All our bravest writing...
When we were in college, when I was less rabidly pro-choice (still, pro-choice, but less inclined to have to stab you in the eye if you disagreed with me), I used to say that I could live with any legal status of abortion if that legal status were decided by women, if we all got together, heard each other out, and took a vote.
I even imagined something like this:
But with less smirking, since we'd be well-aware of the gravity of our decision, and more actual women present. I should stop being bitter about this picture, but I'm just not able.
Anyway, I think I'm trying to juggle too many things that are very closely linked in my mind, and so this post is wandering and making me bitter.
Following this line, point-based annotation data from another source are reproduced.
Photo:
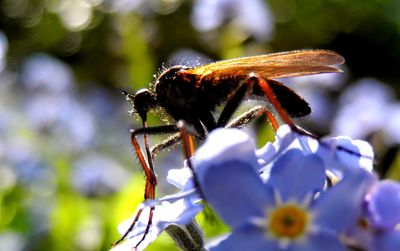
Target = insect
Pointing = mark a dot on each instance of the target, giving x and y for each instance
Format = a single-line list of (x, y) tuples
[(193, 94)]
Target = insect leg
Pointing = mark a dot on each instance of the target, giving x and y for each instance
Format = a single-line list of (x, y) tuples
[(147, 165), (188, 150), (251, 115)]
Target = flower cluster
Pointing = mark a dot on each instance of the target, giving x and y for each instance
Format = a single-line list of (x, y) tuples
[(297, 193)]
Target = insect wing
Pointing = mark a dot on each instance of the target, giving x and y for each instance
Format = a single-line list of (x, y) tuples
[(276, 65)]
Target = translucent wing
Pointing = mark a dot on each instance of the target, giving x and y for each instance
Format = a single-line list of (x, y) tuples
[(276, 65)]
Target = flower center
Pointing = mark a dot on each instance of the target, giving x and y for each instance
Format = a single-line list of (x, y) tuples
[(288, 221)]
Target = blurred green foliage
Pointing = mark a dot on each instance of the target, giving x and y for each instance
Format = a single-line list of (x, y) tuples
[(111, 46)]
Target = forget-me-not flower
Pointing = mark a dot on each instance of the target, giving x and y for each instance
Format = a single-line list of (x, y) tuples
[(289, 211)]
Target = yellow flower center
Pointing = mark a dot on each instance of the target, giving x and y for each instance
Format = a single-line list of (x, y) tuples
[(288, 221)]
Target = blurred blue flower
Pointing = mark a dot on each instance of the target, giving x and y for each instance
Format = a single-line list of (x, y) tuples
[(250, 15), (378, 228), (96, 175), (176, 209), (283, 212), (46, 73), (368, 107)]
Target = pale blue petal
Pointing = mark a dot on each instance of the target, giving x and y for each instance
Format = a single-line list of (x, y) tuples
[(251, 239), (296, 175), (384, 205), (235, 191), (225, 144), (341, 153), (340, 207), (387, 241)]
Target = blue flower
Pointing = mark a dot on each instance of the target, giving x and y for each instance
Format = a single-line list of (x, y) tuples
[(360, 111), (377, 229), (338, 153), (289, 211)]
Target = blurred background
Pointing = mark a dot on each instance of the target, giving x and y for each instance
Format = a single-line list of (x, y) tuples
[(68, 175)]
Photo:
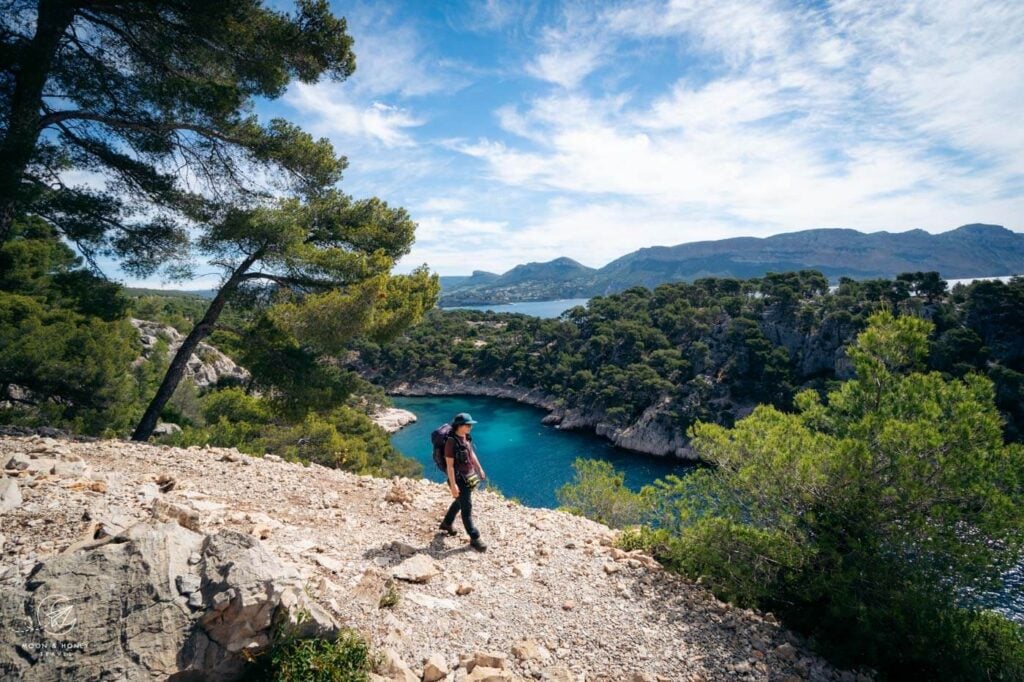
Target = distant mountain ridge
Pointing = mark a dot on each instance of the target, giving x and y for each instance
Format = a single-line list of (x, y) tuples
[(970, 251)]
For those of you who made it this far but can't figure out what the hell I'm trying to get at, here are the main points: 1. The traditional intellectual structures still can't figure out (or be bothered with trying to figure out) how to incorporate the wise and insightful female thinkers in their midsts, and so 1a. these wise and insightful female thinkers take their training from these traditional structures and head out here on the web to do their own things, which 1b. are brilliant and more meaningful than traditionally recognized forms of scholarship, even though this writing 1c. has a solid theoretical base in French feminism and l'ecriture feminine and 1d. should be in the classroom and in the discourse. 2. It still, years later, grosses me out that a bunch of men stood around smirking while they signed a law that will never directly affect them and 2a. I can't even articulate it because it makes me 2b. so angry I start to feel violent and it makes me 2c. feel very alienated from my country and so, 2d. I should just leave it alone."
Well, we know she never will, and neither will any of the women you've heard here. Neither will you.
If you have something to say, add a comment (anonymously, if you prefer).
4 Comments:
Thank you for that. The fight continues.
Very moving. You've got a good blog going. But I always wonder: what can I do all by myself? The world is discouraging.
thanks for posting this up... i will spread the word
Thanks, Oscar. The whole business just makes me weep.